Hilton Worldwide Finance LLC
Hilton Worldwide Finance Corp.
Florida Conrad International Corp.
Hilton-OCCC Hotel, LLC
Hilton-OCCC Mezz Lender, LLC
September 11, 2014
Page 4
Based upon and subject to the foregoing, and subject to the assumptions, limitations and qualifications contained herein, we are of the opinion that:
1. Each Florida Guarantor is a corporation or limited liability company, as the case may be, organized under Florida law, and its corporate status or limited liability company status, as the case may be, is active.
2. Each Florida Guarantor has the corporate power or limited liability company power, as the case may be, to execute and deliver the Indenture, which includes the Exchange Guarantee, and to perform its respective obligations thereunder.
3. Each Florida Guarantor has authorized the execution and delivery of the First Supplemental Indenture, and performance of the Indenture, which includes the Exchange Guarantee, by all necessary corporate action or limited liability company action, as the case may be.
4. Each Florida Guarantor has duly executed and delivered the First Supplemental Indenture.
5. With respect to each Florida Guarantor, the execution and delivery of the First Supplemental Indenture, issuance of the Exchange Guarantee, and performance by such Florida Guarantor of its obligations under the Indenture, which includes the Exchange Guarantee, do not (a) violate such Florida Guarantor’s Organizational Documents, or (b) violate any Applicable Law.
The foregoing opinions are subject to the following exceptions, qualifications and limitations:
Our opinion in paragraph 1 is based solely upon our review of the Certificates of Status with respect to each Florida Guarantor.

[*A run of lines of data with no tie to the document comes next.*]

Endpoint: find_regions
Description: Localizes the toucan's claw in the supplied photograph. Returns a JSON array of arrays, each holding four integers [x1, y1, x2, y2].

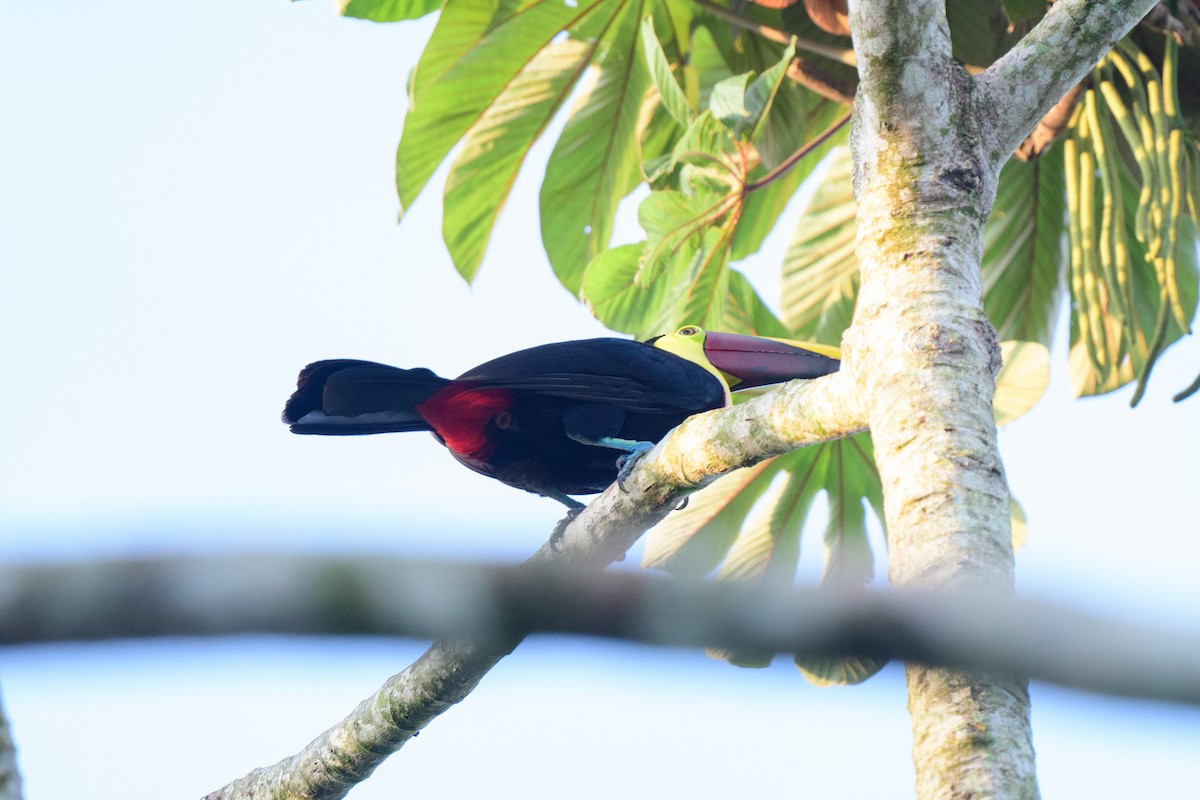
[[550, 503, 587, 553], [617, 441, 654, 494]]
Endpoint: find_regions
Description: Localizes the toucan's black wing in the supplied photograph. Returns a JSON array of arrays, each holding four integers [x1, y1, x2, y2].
[[455, 338, 725, 414]]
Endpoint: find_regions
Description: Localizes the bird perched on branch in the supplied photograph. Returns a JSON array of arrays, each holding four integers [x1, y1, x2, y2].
[[283, 326, 840, 520]]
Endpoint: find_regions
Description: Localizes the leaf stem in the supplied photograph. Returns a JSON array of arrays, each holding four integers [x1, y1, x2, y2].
[[743, 112, 850, 192]]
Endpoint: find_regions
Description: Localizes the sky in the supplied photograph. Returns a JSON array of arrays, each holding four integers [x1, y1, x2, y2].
[[0, 0, 1200, 800]]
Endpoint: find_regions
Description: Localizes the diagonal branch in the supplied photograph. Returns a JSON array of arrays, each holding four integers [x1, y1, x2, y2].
[[0, 555, 1200, 705], [205, 373, 865, 800], [976, 0, 1154, 160], [0, 690, 22, 800]]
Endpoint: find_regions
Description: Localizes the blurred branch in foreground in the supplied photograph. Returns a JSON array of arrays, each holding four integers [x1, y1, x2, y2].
[[0, 555, 1200, 705], [0, 686, 20, 800]]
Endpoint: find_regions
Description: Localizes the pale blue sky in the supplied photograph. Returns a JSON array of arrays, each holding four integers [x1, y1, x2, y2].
[[0, 0, 1200, 800]]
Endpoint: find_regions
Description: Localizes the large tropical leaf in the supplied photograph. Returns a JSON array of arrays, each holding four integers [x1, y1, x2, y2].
[[782, 146, 858, 342], [442, 40, 595, 282], [539, 0, 650, 295], [983, 148, 1067, 347], [642, 458, 782, 578], [396, 0, 609, 210], [337, 0, 442, 23]]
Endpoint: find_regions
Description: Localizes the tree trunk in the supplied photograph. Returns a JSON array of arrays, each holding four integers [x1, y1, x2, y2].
[[845, 0, 1161, 799]]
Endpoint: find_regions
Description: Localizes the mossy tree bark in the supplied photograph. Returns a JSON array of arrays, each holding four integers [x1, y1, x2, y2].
[[845, 0, 1153, 800]]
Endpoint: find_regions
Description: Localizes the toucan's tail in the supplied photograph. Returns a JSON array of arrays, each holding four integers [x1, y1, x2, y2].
[[283, 359, 450, 435]]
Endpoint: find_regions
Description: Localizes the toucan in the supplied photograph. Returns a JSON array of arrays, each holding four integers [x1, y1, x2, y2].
[[283, 325, 840, 522]]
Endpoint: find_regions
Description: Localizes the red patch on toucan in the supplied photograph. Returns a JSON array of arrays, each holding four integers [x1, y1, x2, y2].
[[416, 384, 512, 461]]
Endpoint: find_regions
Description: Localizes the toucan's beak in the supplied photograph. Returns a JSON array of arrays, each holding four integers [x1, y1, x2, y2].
[[704, 331, 841, 391]]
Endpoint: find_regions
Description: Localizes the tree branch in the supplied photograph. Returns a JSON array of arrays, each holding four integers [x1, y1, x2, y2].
[[194, 373, 865, 800], [976, 0, 1154, 160], [0, 555, 1200, 705], [0, 690, 20, 800]]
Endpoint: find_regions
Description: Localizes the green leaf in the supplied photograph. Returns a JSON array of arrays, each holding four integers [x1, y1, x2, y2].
[[719, 270, 792, 339], [706, 460, 818, 668], [782, 148, 858, 342], [708, 72, 754, 131], [642, 458, 780, 578], [983, 148, 1067, 347], [337, 0, 442, 23], [637, 191, 730, 284], [731, 95, 850, 261], [716, 459, 823, 587], [740, 41, 796, 142], [992, 342, 1050, 425], [676, 222, 733, 329], [796, 656, 888, 686], [583, 245, 673, 339], [796, 433, 887, 686], [539, 0, 650, 295], [396, 0, 595, 211], [642, 17, 696, 125], [442, 40, 595, 283]]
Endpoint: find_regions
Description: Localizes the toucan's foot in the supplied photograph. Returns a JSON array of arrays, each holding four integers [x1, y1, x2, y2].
[[550, 503, 587, 552], [617, 441, 654, 493]]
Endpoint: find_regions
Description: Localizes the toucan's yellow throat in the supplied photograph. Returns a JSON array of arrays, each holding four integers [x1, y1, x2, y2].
[[650, 325, 841, 403]]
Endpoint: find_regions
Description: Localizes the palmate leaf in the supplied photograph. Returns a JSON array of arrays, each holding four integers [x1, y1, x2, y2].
[[337, 0, 442, 23], [539, 0, 650, 295], [582, 38, 820, 336], [992, 342, 1050, 426], [442, 40, 595, 283], [781, 142, 1066, 357], [781, 146, 858, 342], [983, 148, 1067, 347], [643, 434, 883, 685], [642, 457, 786, 578], [731, 82, 850, 260], [642, 17, 696, 125], [583, 245, 676, 339], [396, 0, 600, 211], [720, 270, 792, 339]]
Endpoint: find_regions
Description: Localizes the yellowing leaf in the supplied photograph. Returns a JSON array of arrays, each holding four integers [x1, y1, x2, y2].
[[992, 342, 1050, 425]]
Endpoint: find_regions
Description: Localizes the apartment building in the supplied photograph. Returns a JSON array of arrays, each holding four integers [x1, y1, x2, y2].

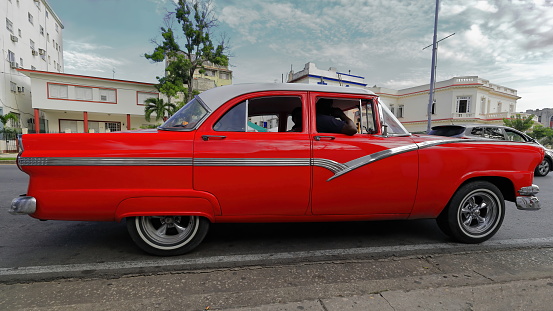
[[0, 0, 64, 129]]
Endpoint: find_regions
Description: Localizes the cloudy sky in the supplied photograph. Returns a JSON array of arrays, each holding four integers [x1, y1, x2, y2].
[[47, 0, 553, 111]]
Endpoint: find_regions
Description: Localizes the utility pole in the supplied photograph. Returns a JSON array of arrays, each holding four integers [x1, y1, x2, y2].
[[426, 0, 440, 134]]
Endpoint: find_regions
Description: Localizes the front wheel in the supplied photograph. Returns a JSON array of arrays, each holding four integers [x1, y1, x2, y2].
[[534, 158, 551, 176], [437, 181, 505, 243], [127, 216, 209, 256]]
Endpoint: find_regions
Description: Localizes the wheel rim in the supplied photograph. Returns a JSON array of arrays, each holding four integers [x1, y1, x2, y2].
[[136, 216, 199, 250], [457, 189, 502, 237], [538, 159, 549, 175]]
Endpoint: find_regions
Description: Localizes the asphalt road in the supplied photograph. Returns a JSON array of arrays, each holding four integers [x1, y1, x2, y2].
[[0, 165, 553, 282]]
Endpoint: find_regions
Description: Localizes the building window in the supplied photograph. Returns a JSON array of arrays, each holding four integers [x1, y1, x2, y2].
[[397, 105, 405, 118], [8, 50, 15, 62], [75, 86, 92, 100], [136, 92, 159, 106], [48, 83, 68, 98], [456, 96, 471, 113], [100, 89, 117, 103], [106, 122, 121, 132], [6, 17, 13, 33]]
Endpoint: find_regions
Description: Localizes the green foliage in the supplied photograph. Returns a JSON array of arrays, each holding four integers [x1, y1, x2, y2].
[[528, 124, 553, 140], [144, 0, 228, 102], [0, 112, 19, 128], [144, 98, 177, 122], [503, 114, 534, 132]]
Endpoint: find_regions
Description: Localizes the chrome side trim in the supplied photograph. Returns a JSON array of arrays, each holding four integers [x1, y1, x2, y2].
[[193, 158, 311, 166], [18, 157, 192, 166]]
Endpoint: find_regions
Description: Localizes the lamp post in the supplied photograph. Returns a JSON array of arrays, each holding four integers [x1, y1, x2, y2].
[[426, 0, 440, 134]]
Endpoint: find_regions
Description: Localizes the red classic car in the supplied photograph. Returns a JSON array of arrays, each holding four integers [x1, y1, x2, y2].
[[10, 83, 544, 255]]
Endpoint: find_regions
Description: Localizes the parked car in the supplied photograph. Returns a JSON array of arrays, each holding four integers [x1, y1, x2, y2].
[[10, 83, 544, 255], [429, 124, 553, 176]]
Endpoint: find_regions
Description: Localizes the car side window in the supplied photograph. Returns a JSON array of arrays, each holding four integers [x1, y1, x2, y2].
[[213, 96, 304, 133], [505, 129, 528, 142], [470, 127, 483, 137], [484, 127, 505, 140]]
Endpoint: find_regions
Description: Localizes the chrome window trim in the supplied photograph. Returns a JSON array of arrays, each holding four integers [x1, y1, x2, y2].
[[157, 95, 213, 132]]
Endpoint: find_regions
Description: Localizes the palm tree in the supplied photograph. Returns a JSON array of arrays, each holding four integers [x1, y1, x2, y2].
[[144, 97, 177, 122], [0, 112, 19, 128]]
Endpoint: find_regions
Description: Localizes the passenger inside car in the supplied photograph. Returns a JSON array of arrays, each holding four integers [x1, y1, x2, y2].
[[316, 98, 357, 136]]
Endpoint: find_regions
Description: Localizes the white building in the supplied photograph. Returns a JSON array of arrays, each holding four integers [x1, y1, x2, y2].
[[288, 63, 520, 132], [0, 0, 63, 128], [368, 76, 520, 132], [18, 69, 159, 133]]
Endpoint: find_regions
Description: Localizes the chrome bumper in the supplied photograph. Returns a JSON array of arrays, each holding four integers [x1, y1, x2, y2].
[[516, 185, 541, 211], [8, 196, 36, 215]]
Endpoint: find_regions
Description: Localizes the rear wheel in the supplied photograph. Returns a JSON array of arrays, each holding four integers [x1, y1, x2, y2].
[[127, 216, 209, 256], [437, 181, 505, 243]]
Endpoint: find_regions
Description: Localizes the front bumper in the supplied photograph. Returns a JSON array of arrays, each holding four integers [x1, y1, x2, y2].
[[516, 185, 541, 211], [8, 196, 36, 215]]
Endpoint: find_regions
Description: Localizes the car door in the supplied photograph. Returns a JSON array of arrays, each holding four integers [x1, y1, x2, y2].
[[194, 92, 311, 216], [310, 93, 418, 218]]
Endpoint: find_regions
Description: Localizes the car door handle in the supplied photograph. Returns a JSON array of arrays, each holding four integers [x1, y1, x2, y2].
[[314, 136, 336, 141], [202, 135, 227, 141]]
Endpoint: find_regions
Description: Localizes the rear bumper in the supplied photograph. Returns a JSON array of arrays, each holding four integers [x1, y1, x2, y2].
[[516, 185, 541, 211], [8, 196, 36, 215]]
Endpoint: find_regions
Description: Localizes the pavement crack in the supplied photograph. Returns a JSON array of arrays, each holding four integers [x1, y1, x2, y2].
[[472, 270, 495, 283], [379, 293, 396, 310], [317, 298, 328, 311]]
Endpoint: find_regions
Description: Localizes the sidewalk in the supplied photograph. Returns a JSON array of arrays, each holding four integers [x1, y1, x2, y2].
[[225, 278, 553, 311], [0, 247, 553, 311]]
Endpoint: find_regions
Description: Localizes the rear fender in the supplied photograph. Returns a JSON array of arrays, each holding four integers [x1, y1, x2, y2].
[[115, 196, 220, 222]]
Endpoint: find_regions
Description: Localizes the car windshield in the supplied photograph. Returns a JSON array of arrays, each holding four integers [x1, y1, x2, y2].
[[379, 101, 411, 136], [159, 99, 208, 131]]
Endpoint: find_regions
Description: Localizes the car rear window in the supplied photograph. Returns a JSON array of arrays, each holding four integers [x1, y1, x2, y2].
[[429, 126, 465, 137]]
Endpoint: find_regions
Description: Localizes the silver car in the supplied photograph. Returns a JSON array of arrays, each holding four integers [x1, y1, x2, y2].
[[429, 124, 553, 176]]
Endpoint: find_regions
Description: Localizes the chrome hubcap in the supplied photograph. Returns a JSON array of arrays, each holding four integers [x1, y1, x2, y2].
[[459, 190, 500, 235], [137, 216, 198, 247]]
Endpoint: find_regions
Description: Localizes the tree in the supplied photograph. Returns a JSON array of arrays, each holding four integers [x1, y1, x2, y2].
[[144, 0, 228, 102], [144, 97, 177, 122], [503, 114, 534, 132], [0, 112, 19, 128]]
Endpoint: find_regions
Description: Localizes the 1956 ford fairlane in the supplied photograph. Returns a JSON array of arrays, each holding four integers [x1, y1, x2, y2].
[[10, 83, 544, 256]]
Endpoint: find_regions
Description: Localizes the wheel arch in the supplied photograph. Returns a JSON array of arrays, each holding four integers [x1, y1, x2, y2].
[[440, 176, 516, 221], [115, 196, 218, 223]]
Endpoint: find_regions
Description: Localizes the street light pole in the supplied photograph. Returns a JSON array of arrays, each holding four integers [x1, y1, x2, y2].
[[426, 0, 440, 134]]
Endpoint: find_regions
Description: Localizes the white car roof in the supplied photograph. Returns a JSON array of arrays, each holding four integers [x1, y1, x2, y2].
[[197, 83, 375, 111]]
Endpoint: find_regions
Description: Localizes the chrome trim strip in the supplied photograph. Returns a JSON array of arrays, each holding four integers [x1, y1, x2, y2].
[[193, 158, 311, 166], [18, 157, 192, 166]]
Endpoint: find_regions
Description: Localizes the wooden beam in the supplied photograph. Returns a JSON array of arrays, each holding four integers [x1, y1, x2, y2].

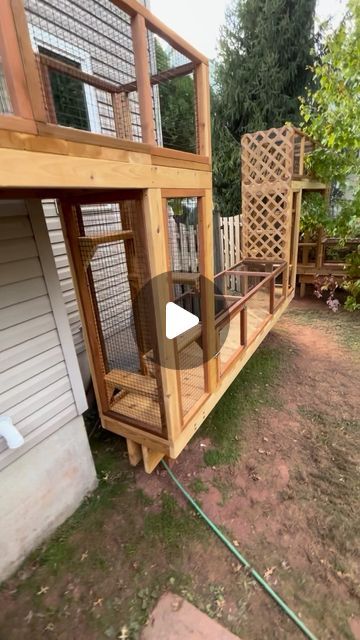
[[126, 438, 142, 467], [141, 445, 164, 473], [112, 0, 209, 64], [10, 0, 46, 122], [0, 149, 211, 189], [198, 190, 217, 393], [131, 14, 156, 145], [290, 190, 305, 288], [170, 292, 294, 458], [35, 53, 120, 93], [116, 62, 194, 93], [0, 0, 34, 120], [59, 201, 109, 412], [195, 64, 211, 160], [143, 189, 182, 442]]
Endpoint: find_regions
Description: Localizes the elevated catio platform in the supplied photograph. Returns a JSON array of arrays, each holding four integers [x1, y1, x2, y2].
[[0, 0, 324, 472]]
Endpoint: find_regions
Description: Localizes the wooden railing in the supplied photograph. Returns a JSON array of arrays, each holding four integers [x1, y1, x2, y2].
[[0, 0, 211, 159], [215, 260, 288, 378]]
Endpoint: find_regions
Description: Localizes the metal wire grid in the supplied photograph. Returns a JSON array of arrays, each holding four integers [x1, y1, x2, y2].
[[148, 30, 197, 153], [25, 0, 146, 141], [79, 201, 164, 433]]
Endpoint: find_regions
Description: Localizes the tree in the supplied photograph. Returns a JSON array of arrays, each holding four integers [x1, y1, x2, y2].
[[301, 0, 360, 310], [155, 39, 196, 153], [213, 0, 316, 215]]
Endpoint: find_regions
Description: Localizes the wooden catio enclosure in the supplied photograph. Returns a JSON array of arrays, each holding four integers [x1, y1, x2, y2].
[[0, 0, 325, 472]]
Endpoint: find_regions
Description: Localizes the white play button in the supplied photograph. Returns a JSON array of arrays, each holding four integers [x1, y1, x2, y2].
[[166, 302, 199, 340]]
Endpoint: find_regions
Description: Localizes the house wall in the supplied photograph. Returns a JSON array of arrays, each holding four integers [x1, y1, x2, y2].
[[0, 200, 96, 579], [25, 0, 161, 388]]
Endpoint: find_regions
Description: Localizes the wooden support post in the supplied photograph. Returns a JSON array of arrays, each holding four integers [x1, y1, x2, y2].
[[240, 307, 247, 347], [0, 0, 34, 120], [199, 190, 217, 393], [315, 227, 324, 271], [195, 63, 211, 160], [59, 201, 109, 413], [141, 445, 164, 473], [126, 438, 142, 467], [290, 190, 305, 289], [269, 278, 275, 315], [131, 14, 156, 145], [9, 0, 46, 122], [299, 136, 305, 176], [143, 189, 182, 443]]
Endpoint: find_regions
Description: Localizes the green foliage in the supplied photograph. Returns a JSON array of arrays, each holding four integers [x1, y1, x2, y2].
[[301, 0, 360, 183], [344, 246, 360, 311], [155, 39, 196, 153], [213, 0, 315, 215], [301, 0, 360, 310]]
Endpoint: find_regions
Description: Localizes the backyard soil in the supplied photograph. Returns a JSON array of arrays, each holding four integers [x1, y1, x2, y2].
[[0, 300, 360, 640]]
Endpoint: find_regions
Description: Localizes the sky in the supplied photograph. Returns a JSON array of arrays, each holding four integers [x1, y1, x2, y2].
[[150, 0, 346, 58]]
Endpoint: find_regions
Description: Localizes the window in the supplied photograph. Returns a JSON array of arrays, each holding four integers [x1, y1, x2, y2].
[[39, 46, 90, 131], [29, 24, 101, 133]]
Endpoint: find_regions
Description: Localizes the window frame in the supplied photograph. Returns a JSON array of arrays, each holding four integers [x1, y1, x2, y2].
[[29, 24, 102, 134]]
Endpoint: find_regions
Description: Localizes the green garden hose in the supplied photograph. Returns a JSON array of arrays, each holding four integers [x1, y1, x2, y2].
[[162, 460, 317, 640]]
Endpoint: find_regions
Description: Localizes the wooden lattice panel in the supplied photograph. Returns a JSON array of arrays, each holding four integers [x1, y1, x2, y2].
[[242, 183, 291, 260], [241, 126, 294, 185]]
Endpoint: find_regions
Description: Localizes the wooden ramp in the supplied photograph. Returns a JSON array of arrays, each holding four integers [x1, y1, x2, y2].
[[141, 593, 240, 640]]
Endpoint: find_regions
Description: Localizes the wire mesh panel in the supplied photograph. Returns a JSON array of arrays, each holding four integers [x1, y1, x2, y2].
[[25, 0, 156, 142], [148, 30, 197, 153], [167, 198, 205, 419], [72, 195, 165, 433]]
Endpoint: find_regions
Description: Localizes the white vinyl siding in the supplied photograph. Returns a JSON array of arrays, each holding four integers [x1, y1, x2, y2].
[[42, 200, 85, 354], [0, 201, 83, 469]]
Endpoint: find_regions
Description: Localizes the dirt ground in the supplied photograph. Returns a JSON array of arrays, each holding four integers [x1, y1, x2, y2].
[[0, 300, 360, 640]]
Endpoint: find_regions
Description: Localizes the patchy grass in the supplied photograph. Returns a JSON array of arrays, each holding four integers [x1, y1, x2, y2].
[[0, 302, 360, 640], [189, 478, 209, 496], [200, 336, 291, 467], [286, 302, 360, 355]]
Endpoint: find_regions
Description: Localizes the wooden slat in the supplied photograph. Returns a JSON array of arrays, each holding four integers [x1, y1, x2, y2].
[[131, 14, 156, 145]]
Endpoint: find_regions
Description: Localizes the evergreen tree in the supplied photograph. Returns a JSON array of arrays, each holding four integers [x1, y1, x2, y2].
[[155, 39, 196, 153], [213, 0, 316, 215]]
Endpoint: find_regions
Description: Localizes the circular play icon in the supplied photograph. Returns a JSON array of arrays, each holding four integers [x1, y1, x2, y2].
[[133, 271, 229, 371]]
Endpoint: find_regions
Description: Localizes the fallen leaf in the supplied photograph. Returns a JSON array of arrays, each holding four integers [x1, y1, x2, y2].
[[264, 567, 276, 580], [118, 626, 129, 640], [93, 598, 104, 607], [24, 610, 34, 624]]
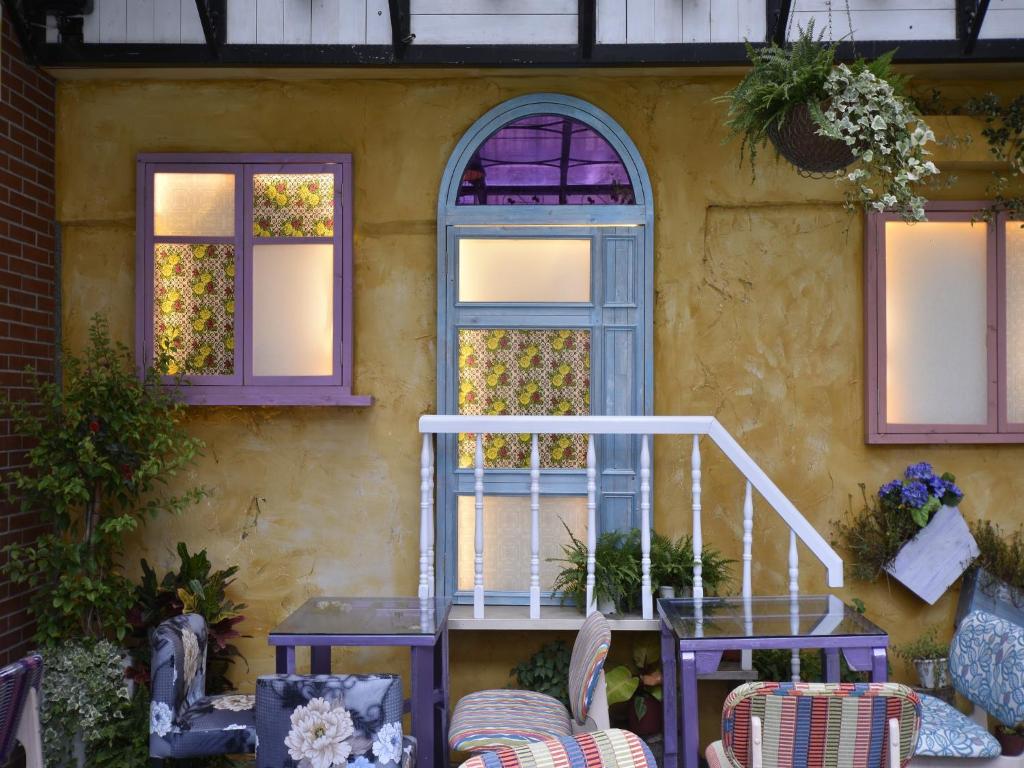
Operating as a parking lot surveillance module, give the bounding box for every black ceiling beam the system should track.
[32,37,1024,68]
[387,0,416,58]
[3,0,46,65]
[765,0,793,45]
[964,0,988,55]
[196,0,227,58]
[577,0,597,59]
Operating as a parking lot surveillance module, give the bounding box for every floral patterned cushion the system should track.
[150,613,256,758]
[911,694,1001,765]
[256,675,414,768]
[949,610,1024,725]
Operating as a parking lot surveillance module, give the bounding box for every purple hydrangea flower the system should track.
[903,462,935,480]
[900,480,931,509]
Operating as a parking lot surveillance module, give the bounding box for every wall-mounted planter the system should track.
[956,567,1024,627]
[886,507,978,605]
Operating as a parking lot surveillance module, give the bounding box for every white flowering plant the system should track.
[718,24,939,221]
[810,65,939,221]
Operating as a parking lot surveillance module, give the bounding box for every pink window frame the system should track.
[864,201,1024,444]
[135,153,373,406]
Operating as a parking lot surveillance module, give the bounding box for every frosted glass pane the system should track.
[1006,221,1024,424]
[253,244,334,376]
[153,173,234,238]
[459,238,591,302]
[886,221,988,424]
[459,328,590,468]
[459,496,587,592]
[253,173,334,238]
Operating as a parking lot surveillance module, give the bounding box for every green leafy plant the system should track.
[893,625,949,667]
[552,522,640,613]
[833,462,964,582]
[965,93,1024,219]
[41,639,148,768]
[130,542,246,694]
[720,23,939,220]
[971,520,1024,590]
[552,523,733,613]
[605,639,663,720]
[0,316,204,646]
[509,640,571,709]
[651,531,735,596]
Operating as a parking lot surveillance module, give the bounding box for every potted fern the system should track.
[720,22,939,221]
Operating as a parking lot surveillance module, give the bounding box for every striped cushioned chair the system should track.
[0,653,43,768]
[449,612,611,752]
[462,730,657,768]
[707,682,921,768]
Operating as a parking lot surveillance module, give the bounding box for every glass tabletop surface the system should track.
[270,597,452,636]
[657,595,887,640]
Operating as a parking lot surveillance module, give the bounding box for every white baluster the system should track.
[529,432,541,618]
[427,435,437,597]
[587,435,597,615]
[790,528,800,683]
[418,433,433,599]
[473,432,483,618]
[640,435,654,620]
[690,435,703,600]
[739,480,754,670]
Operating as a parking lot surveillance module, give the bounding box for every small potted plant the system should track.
[650,531,733,598]
[833,462,978,604]
[995,723,1024,758]
[895,627,949,690]
[605,640,663,736]
[721,23,939,221]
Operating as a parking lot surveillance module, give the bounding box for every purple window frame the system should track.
[864,201,1024,444]
[135,153,373,406]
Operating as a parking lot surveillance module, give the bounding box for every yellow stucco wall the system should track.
[57,71,1024,749]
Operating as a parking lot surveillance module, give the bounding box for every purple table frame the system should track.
[657,598,889,768]
[267,598,451,768]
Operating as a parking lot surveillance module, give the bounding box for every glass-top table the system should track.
[270,597,452,645]
[657,595,889,768]
[267,597,452,768]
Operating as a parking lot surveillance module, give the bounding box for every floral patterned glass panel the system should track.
[459,329,590,469]
[458,496,587,592]
[253,173,334,238]
[153,243,234,376]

We do not express any opinion as to the laws of any jurisdiction other than the State of Florida. Further, all federal laws, rules and regulations are expressly excluded from the scope of this opinion letter.
This opinion letter speaks only as of the date hereof. We assume no obligation to update or supplement this opinion letter if any applicable laws change after the date of this opinion letter or if we become aware after the date of this opinion letter of any facts or other developments, whether existing before or first arising after the date hereof, that might change the opinions expressed above.
Hilton Worldwide Finance LLC
Hilton Worldwide Finance Corp.
Florida Conrad International Corp.
Hilton-OCCC Hotel, LLC
Hilton-OCCC Mezz Lender, LLC
September 11, 2014
Page 5
Simpson Thacher & Bartlett LLP may rely upon this opinion letter in connection with its opinion addressed to the Issuers, filed as Exhibit 5.1 to the Registration Statement, to the same extent as if it were an addressee hereof; provided, however, that no other person or entity may rely on this provision.
We hereby consent to the filing of this opinion letter as Exhibit 5.3 to the Registration Statement and to the use of our name under the caption “Legal Matters” in the Registration Statement and the prospectus that forms a part thereof. In giving these consents, we do not thereby admit that we are within the category of persons whose consent is required under Section 7 of the Act or the rules and regulations of the Commission.